One of the latest is Why We Eat What We Eat, which explores the cultural reasons we eat what and the way we do (sponsored by Blue Apron, though I am not). The most recent episode explores the climate change diet, and the way our eating habits may evolve as the biosphere does in relation to climate change. In the episode, people commit to eating the obscure and interesting proteins that could become staples of a world that is a handful of degrees warmer than today and chefs work with making some of these things more elevated.

Food Processing: The Next Generation

Saveur Daily popped up on the Chromecast with this article about 3D printing in the pasta world.

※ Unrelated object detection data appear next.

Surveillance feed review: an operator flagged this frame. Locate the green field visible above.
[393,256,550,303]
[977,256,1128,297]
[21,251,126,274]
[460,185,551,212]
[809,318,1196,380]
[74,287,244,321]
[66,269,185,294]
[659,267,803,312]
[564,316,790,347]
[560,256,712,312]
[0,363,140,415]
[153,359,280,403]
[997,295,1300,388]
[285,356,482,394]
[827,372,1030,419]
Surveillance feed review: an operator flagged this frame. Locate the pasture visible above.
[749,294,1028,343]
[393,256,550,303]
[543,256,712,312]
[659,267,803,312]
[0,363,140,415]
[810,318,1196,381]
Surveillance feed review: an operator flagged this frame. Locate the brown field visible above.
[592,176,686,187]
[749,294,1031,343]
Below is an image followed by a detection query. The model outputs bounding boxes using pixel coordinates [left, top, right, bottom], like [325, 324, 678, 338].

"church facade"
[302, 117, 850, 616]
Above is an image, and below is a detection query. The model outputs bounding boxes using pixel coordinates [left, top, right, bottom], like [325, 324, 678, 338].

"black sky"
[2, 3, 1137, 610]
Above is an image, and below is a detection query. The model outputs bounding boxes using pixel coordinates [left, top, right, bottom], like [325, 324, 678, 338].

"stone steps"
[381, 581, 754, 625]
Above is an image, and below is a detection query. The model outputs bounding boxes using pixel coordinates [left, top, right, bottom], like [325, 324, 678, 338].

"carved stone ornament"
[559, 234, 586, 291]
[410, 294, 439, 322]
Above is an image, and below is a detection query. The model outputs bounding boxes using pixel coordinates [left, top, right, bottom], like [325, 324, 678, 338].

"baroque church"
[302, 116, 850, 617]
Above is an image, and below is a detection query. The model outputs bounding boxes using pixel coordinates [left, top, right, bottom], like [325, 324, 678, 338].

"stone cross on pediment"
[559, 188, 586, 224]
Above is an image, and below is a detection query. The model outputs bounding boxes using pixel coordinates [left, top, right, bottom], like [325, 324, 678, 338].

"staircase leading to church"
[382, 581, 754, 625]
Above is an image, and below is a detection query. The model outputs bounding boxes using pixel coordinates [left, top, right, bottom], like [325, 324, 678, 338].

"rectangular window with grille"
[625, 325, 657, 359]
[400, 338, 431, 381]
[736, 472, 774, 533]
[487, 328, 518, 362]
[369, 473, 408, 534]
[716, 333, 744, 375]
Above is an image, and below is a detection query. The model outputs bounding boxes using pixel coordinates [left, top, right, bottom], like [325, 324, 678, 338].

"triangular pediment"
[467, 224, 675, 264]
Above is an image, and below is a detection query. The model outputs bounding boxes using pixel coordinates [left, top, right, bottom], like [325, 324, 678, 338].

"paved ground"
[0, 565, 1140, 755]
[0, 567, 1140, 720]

It is a good introduction to the world of 3D printed food for the uninitiated. To me, 3D printed food is a natural progression from Wyley Dufresne’s eggs, Homaru Cantu’s edible menu, and either the fulfillment or bastardization of the El Bulli menu. It is a great way for forward thinking chefs to put together something brand new, a tiny piece at a time.
But I can’t uncouple thoughts on 3d printing in the culinary arts with the articles I have been reading about cloned, lab grown meat. Processed food is anathema to those who can afford to avoid it. How does lab meat and 3d printing tools in culinary arts collide and made the high end food of tomorrow? Poor people used to be skinny and rich people fat. The abundance of cheap, dense calorie processed food, especially in the states has upended that model. What do these incoming waves of food techs hold for the future? Will eating an apple be a luxury or will a 3d extruded apple jelly infused with an onion spackle and lab grown chicken be the way the rich enjoy their food? How fast does having meat that used to be on a living creature seem like a cruel decadent behavior for the 1%?